DanauToba.org — Masyarakat Dairi menyatakan tidak butuh tambang. Mereka hanya butuh udara bersih, lingkungan yang sehat, bebas dari polusi. Keberatan masyarakat Dairi ini terlihat dari aksi demo mereka di tiga titik sekaligus, antara lain: Dairi, Medan, dan Jakarta. Serentak aksi tersebut berlangsung pada Rabu (24/8/2022).
Masyarakat Dairi, Sumatera Utara, yang menamakan dirinya Aliansi Masyarakat Peduli Lingkungan Dairi terus menyuarakan kekhawatiran atas kehadiran perusahaan tambang seng di daerah mereka. Mereka was-was ruang hidup hilang dan ancaman bencana. Pihak perusahaan tambang, dalam hal ini PT. Dairi Prima Mineral (DPM), tidak mau peduli atas keluhan masyarakat Dairi.
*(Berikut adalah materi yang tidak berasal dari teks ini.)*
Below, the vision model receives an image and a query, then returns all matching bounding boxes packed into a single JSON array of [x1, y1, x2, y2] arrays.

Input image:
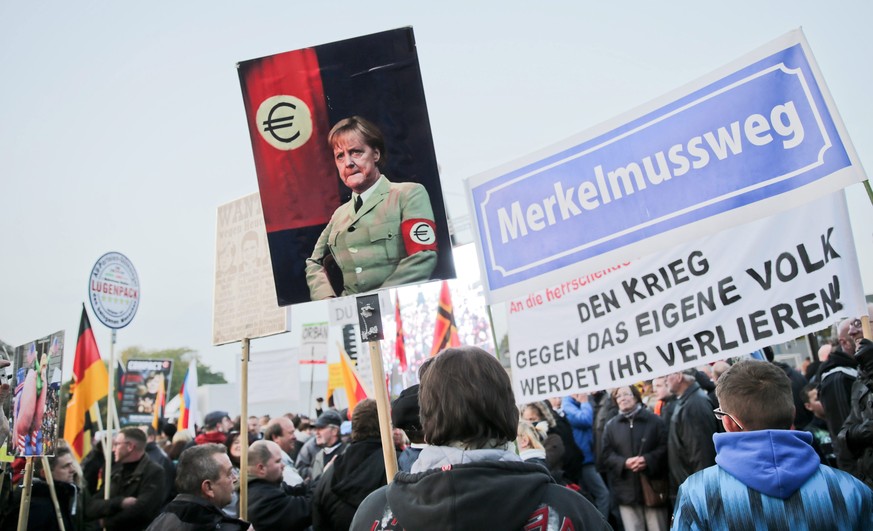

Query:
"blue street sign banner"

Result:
[[467, 29, 865, 303]]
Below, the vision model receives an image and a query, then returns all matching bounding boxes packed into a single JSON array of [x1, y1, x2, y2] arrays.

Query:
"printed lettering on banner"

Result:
[[467, 29, 866, 303], [508, 193, 866, 403]]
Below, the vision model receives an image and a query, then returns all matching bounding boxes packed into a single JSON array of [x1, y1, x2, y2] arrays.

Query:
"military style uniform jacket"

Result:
[[306, 175, 437, 299]]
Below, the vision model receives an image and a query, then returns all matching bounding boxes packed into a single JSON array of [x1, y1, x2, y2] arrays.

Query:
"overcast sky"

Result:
[[2, 2, 871, 382]]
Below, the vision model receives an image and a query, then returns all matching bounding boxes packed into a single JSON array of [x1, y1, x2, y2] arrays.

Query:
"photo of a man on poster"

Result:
[[306, 116, 438, 299], [238, 27, 455, 306]]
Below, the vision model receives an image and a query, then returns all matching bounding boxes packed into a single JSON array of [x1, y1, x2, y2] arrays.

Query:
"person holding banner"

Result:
[[305, 116, 438, 299], [351, 346, 609, 530], [2, 441, 87, 531]]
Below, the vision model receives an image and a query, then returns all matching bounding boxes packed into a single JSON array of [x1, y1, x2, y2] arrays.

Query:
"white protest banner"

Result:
[[301, 322, 328, 364], [213, 193, 287, 345], [508, 193, 865, 403], [247, 348, 300, 404], [467, 29, 866, 303]]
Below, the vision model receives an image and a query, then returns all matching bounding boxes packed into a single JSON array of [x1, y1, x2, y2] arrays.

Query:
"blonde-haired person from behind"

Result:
[[517, 420, 549, 471]]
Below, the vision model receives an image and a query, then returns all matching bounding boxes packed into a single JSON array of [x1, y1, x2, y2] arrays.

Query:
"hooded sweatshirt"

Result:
[[351, 445, 610, 531], [673, 430, 873, 530]]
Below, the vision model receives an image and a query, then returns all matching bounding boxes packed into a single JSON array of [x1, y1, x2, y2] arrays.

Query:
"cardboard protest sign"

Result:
[[12, 332, 64, 456], [213, 192, 288, 345], [508, 193, 865, 402], [468, 29, 865, 303], [238, 27, 455, 306], [118, 359, 172, 426]]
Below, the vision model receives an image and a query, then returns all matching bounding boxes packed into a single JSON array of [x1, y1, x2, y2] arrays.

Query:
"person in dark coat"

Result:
[[819, 318, 862, 472], [763, 346, 812, 428], [601, 386, 669, 531], [665, 369, 718, 498], [2, 442, 92, 531], [246, 440, 312, 531], [592, 390, 618, 472], [145, 443, 249, 531], [840, 338, 873, 488], [86, 428, 166, 531], [312, 399, 397, 530], [392, 385, 426, 473]]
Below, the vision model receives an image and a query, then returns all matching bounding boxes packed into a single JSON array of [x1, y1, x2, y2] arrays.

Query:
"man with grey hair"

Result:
[[146, 443, 250, 530], [674, 360, 872, 529], [665, 368, 718, 499]]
DPM hanya peduli pada keuntungan sesaat.
Ini terbukti karena pihak DPM tidak bersedia memberikan informasi publik terkait operasional pertambangan mereka. Selain itu, pihak pemerintah dari Kementerian Energi Sumber Daya Mineral (KESDM) terkesan melindungi DPM terkait informasi publik tersebut. Padahal KIP (Komisi Informasi Publik) dan PTUN Jakarta sudah memenangkan masyarakat Dairi untuk keterbukaan informasi publik terkait operasional pertambangan DPM.
Karena itulah masyarakat Dairi terus berjuang mempertahankan tanah dan wilayah mereka tidak rusak karena dampak buruk kerusakan lingkungan yang bakal terjadi jika pihak DPM masih terus bertahan tidak mau membuka secara jujur operasional pertambangan mereka. Masyarakat di mana lokasi pertambangan itu berada berhak mengetahui apa yang DPM lakukan dalam mengeksplorasi tambang. Bagaimana studi kelayakan lingkungannya dan amdalnya? Ke mana mereka membuang limbah lingkungan dari pertambangan tersebut?
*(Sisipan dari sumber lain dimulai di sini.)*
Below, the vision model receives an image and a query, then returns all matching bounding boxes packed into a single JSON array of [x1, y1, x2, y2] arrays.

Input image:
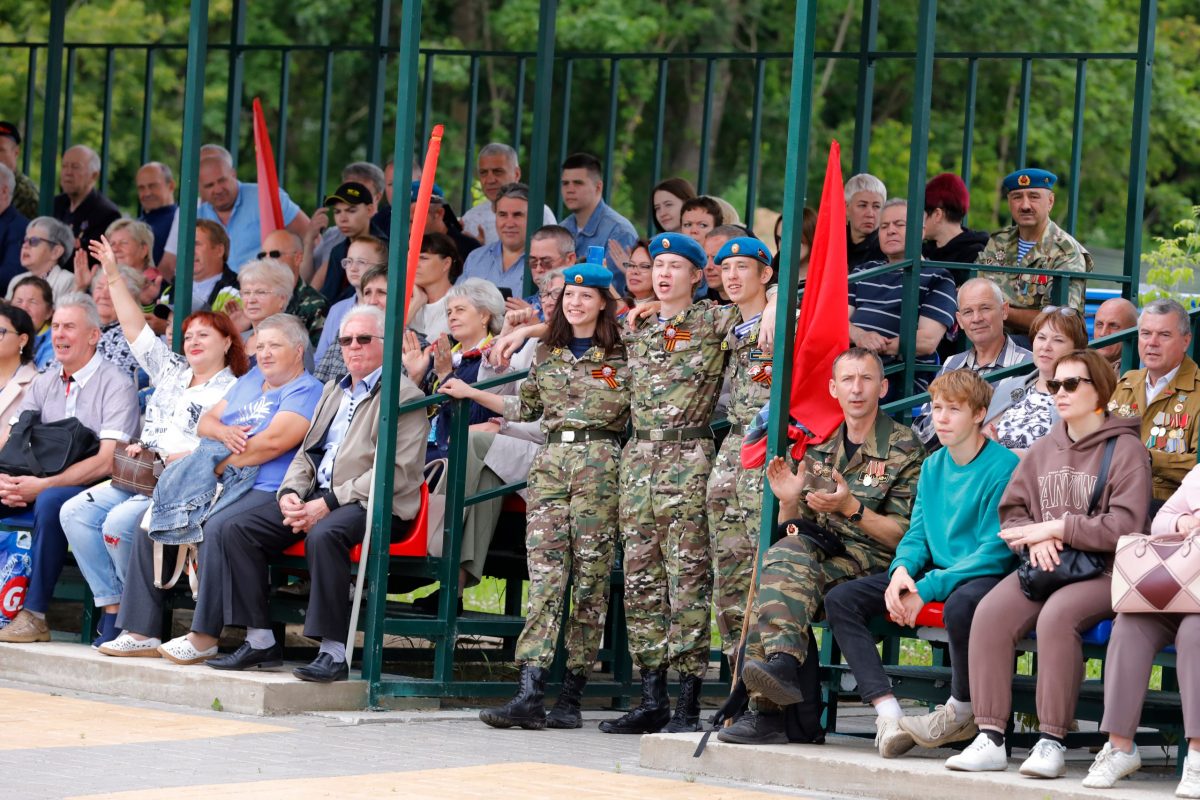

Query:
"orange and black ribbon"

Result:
[[663, 325, 691, 352], [750, 364, 773, 386], [592, 365, 619, 388]]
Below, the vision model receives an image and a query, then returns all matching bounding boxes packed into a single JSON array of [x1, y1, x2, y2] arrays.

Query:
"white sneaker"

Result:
[[875, 715, 916, 759], [1178, 750, 1200, 798], [945, 732, 1008, 772], [1082, 742, 1141, 788], [1019, 737, 1067, 778]]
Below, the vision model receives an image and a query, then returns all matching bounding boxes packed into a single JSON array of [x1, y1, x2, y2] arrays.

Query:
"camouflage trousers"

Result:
[[515, 440, 620, 673], [705, 432, 764, 658], [745, 534, 889, 667], [619, 438, 715, 678]]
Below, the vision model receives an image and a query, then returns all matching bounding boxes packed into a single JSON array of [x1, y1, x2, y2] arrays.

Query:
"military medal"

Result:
[[663, 313, 690, 352], [592, 365, 618, 388], [861, 460, 884, 487], [750, 363, 773, 386]]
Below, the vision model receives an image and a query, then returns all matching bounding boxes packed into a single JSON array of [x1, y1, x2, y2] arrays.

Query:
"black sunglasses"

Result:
[[1046, 376, 1094, 394], [337, 334, 383, 347], [257, 249, 293, 260]]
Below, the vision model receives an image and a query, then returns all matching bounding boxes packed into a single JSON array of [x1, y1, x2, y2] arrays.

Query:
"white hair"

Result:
[[1140, 298, 1191, 337], [66, 145, 101, 176], [844, 173, 887, 204], [342, 162, 386, 196], [447, 278, 506, 335], [54, 292, 101, 330], [105, 218, 155, 268], [478, 142, 519, 167], [0, 163, 13, 196], [340, 304, 385, 337], [255, 313, 309, 350], [199, 144, 233, 167], [28, 216, 75, 263], [238, 259, 295, 299], [958, 277, 1005, 306], [93, 264, 144, 296]]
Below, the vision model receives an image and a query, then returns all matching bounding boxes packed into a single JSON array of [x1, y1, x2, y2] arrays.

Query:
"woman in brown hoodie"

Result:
[[944, 349, 1151, 778]]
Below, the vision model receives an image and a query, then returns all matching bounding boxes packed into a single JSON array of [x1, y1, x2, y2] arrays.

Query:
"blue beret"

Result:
[[715, 236, 772, 266], [564, 262, 612, 290], [410, 180, 445, 201], [1002, 168, 1056, 193], [649, 232, 706, 269]]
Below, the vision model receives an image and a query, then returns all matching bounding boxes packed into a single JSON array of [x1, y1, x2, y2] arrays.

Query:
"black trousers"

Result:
[[823, 571, 1001, 703]]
Sementara itu, pada 2019 perwakilan warga masyarakat dari Desa Pandiangan, Desa Bongkaras dan Desa Sumbari membuat pengaduan ke salah satu lembaga Ombudsman Internasional, yaitu: CAO (Compliance Advisor Ombudsman) yang merupakan bagian dari Bank Dunia dan Badan Kepatuhan Independen yang mengawasi IFC (International Finance Corporation). MIGA juga merupakan bagian dari Bank Dunia terkait pendanaan DPM oleh IFC.
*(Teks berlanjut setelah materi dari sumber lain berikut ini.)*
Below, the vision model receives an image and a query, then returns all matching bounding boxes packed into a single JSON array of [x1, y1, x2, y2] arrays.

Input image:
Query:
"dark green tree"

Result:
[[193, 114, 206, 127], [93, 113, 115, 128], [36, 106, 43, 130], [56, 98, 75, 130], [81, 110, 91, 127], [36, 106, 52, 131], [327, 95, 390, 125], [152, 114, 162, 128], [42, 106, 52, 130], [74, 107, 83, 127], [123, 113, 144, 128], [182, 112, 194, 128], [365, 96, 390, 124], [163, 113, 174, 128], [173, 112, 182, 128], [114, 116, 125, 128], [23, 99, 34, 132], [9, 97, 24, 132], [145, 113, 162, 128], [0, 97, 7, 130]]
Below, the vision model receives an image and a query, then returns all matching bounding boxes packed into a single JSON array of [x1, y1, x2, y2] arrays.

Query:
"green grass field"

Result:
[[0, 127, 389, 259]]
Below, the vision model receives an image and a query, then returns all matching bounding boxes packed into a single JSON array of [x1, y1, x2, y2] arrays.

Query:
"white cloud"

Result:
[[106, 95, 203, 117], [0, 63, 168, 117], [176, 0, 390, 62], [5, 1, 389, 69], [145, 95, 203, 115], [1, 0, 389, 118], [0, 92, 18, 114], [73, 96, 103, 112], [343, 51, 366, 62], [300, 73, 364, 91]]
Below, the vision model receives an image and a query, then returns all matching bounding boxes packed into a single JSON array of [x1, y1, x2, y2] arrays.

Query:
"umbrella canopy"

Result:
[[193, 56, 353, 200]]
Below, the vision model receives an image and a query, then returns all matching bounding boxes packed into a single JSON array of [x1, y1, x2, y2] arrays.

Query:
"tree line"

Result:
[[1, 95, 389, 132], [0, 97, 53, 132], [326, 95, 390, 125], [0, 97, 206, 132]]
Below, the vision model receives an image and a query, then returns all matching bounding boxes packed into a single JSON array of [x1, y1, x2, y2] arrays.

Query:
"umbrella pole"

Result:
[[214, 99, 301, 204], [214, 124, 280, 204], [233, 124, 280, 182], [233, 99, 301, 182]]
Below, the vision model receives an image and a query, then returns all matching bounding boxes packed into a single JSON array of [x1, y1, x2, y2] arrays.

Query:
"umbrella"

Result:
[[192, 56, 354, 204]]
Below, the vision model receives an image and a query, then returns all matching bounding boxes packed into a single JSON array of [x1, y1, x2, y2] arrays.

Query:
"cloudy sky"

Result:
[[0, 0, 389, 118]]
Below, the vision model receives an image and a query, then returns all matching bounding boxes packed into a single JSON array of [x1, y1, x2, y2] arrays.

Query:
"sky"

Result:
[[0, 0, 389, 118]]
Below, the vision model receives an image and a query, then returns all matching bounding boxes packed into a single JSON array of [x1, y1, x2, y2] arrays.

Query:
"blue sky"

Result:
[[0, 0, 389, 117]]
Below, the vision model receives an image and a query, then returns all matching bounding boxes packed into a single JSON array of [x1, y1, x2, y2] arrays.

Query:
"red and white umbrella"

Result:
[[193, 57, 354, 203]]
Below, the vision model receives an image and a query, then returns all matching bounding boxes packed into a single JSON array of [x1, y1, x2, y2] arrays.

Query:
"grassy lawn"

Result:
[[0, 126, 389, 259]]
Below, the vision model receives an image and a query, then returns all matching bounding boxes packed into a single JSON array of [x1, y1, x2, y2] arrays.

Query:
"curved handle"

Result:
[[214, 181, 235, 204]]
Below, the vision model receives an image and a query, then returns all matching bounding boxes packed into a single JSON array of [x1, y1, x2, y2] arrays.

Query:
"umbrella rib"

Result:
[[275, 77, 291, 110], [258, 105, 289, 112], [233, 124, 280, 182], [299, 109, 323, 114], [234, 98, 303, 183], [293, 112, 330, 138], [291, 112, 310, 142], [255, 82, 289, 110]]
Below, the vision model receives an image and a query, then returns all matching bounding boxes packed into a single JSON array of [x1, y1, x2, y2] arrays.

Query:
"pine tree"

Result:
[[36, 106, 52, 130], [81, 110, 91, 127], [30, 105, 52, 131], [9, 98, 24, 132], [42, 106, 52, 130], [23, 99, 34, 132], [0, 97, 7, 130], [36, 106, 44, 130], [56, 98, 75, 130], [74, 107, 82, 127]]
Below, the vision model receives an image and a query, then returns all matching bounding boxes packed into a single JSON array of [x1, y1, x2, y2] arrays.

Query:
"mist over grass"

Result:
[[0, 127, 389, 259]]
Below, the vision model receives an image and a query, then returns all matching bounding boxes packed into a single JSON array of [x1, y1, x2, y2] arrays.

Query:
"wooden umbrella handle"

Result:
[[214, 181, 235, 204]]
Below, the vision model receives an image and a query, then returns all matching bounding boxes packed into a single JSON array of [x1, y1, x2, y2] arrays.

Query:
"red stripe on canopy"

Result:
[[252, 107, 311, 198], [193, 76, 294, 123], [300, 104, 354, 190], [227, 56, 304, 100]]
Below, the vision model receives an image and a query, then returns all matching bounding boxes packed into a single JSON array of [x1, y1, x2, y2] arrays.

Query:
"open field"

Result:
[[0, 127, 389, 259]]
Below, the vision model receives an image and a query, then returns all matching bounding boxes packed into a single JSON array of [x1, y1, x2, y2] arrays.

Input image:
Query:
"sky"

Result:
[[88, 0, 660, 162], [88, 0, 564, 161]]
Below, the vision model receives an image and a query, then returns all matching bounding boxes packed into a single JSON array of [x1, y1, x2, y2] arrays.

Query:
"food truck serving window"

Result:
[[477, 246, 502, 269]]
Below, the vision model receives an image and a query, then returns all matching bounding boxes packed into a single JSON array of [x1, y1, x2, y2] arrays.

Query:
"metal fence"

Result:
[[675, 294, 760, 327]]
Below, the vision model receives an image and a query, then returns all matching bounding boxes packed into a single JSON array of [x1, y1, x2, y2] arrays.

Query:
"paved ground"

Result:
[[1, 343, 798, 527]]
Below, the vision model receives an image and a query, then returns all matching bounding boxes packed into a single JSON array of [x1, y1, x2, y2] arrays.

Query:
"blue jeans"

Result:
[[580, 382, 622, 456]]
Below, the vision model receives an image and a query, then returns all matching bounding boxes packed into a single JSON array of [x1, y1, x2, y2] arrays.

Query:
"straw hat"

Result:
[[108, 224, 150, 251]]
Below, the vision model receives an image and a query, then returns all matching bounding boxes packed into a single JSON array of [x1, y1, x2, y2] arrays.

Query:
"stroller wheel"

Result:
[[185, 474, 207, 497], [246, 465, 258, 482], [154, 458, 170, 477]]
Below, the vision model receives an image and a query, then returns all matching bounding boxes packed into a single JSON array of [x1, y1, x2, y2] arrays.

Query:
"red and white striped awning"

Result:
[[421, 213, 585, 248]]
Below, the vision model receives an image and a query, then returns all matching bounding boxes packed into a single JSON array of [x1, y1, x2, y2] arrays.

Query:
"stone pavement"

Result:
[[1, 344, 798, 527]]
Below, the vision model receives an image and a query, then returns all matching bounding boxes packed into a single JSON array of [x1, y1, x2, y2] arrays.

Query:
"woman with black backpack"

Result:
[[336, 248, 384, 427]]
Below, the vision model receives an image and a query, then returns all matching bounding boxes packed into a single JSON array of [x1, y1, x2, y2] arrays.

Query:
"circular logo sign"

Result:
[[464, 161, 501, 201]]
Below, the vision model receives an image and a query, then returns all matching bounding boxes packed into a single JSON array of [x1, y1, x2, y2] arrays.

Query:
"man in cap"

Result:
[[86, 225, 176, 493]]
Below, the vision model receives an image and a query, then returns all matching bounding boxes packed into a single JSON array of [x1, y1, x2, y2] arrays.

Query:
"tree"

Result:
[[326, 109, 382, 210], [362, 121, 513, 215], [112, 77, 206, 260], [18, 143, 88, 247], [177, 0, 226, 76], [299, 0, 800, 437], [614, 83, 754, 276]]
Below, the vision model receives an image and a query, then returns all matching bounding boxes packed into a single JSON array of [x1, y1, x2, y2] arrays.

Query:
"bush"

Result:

Hasil dari pengaduan tersebut semakin menguatkan kekhawatiran warga Dairi. Dalam laporan CAO (lihat https://bakumsu.or.id/advokasi-tambang/) menyebutkan bahwa tambang yang direncanakan oleh DPM memiliki kombinasi resiko yang tinggi karena beberapa faktor. Salah satunya adalah terkait pembangunan bendungan limbah yang diusulkan oleh perusahaan tidak sesuai dengan standar internasional.
Laporan CAO tersebut dikuatkan oleh pendapat dua (2) orang ahli, yaitu: Steve Emerman (hidrolog) dan Richard Meehan (ahli bendungan). Mereka mengatakan bahwa rencana pertambangan yang diusulkan tidaklah tepat, karena lokasi tambang berada di hulu desa, berada di atas tanah yang tidak stabil, berada di lokasi gempa tertinggi di dunia. Data DPM tidak lengkap terkhusus data tentang pengelolaan dan penyimpanan limbah.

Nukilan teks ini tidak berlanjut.